Dichotomie d'une passion, à travers l'exemple du Totem des Master Musicians of Bukkake


Notes, mélodies, rythmes et dissonances ne représentent que l'aspect superficiel de notre appréciation de la musique. Ou en tout cas de la mienne. Ce n'est que la surface, la première impression. Si l'on prétend aimer vraiment l'art musical, il est implicite d'entretenir une relation plus ténue, plus profonde avec la musique qu'un simple amour des notes jouées. Pour ma part, cette seconde strate passionnelle est de nature bidimensionnelle (*1).
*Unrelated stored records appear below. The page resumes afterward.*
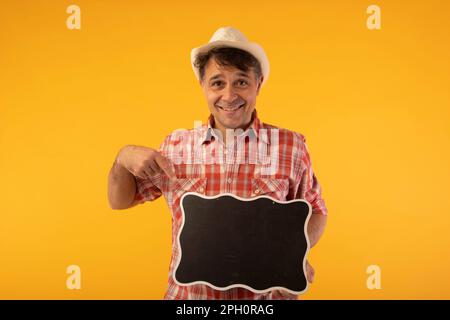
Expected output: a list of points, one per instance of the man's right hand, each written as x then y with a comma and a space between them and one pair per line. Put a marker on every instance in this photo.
144, 162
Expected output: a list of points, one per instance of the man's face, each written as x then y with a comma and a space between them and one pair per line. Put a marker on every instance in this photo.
231, 94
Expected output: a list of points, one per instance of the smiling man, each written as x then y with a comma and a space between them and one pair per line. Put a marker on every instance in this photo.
231, 71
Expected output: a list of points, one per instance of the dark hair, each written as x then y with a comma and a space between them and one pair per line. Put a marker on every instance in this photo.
228, 56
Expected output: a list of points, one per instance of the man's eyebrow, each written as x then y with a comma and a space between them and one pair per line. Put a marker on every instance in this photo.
243, 74
217, 76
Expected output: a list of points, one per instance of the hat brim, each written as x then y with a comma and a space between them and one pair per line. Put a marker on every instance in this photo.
253, 48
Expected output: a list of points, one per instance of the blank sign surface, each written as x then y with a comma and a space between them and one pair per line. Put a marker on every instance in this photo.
259, 244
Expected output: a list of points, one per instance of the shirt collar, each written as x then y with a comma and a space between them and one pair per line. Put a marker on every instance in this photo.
253, 129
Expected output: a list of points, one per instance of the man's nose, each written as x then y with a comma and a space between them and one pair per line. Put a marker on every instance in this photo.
229, 95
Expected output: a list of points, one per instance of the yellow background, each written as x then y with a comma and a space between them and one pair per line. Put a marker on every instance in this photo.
373, 105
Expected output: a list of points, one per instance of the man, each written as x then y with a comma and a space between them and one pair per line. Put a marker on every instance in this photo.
220, 157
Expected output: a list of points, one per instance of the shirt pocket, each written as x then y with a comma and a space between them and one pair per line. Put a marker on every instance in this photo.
277, 189
180, 186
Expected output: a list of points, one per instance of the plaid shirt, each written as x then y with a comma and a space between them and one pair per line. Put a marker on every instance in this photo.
203, 164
Une part de moi réagit particulièrement aux émotions extrêmes et aux idées fortes, qu'elles soient artistiques (comme le dandysme post-industriel de Duck Feeling ou l’extrémisme de "Metal Machine Music") ou politiques (des contestations rebelles du punk hardcore aux propos sociaux de Public Enemy en passant par les considérations néo-conservatrices de PJ Harvey, par exemple) et c'est pourquoi j'accorde une importance toute particulière aux discours idéologiques, au bruit punk et à la notion d'histoire de la musique (souvenez-vous de mes innombrables babillages autour de la mort de l'indie rock). Parallèlement, l'éternel adolescent qui régit la moitié de ma cervelle ne peut s'empêcher de conserver un attachement particulier à la nature populaire (au sens "pop culture") qui entoure la musique et que certains artistes exacerbent d'une façon ou d'une autre. Le troisième album de LCD Soundsystem n'a beau apporter rien de très intéressant à l'art musical, ni artistiquement ni politiquement, il n'en reste pas moins un fabuleux objet d'artisanat populaire. Une preuve d'amour léguée par James Murphy à la pop culture et une pierre supplémentaire à l'édifice de celle-ci. De le même façon, il m'est arrivé de considérer l'aspect visuel d'un disque comme aussi important que la musique qu'il renfermait et notamment dans le cas de Handsome Furs, dont le troisième album expose le corps nu d'une femme se tenant droite dans la nuit et dont l'album précédent était à la fois très laid et incroyablement séduisant si on l'envisageait comme repoussoir-à-nazes. C'est justement de ce point de vue-là que j'ai abordé les Master Musicians of Bukkake. Je ne savais rien d'eux lorsque j'ai appris que leur disque le plus récent, "Totem 3", se voulait la suite directe des numéros 1 et 2 publiés respectivement en 2009 et 2010. Surtout, "Totem 3" était le dernier volet d'une trilogie annoncée et sa pochette constituait le pied d'un totem géant que l'on pouvait reconstituer en plaçant les pochettes des trois disques les unes au-dessus des autres.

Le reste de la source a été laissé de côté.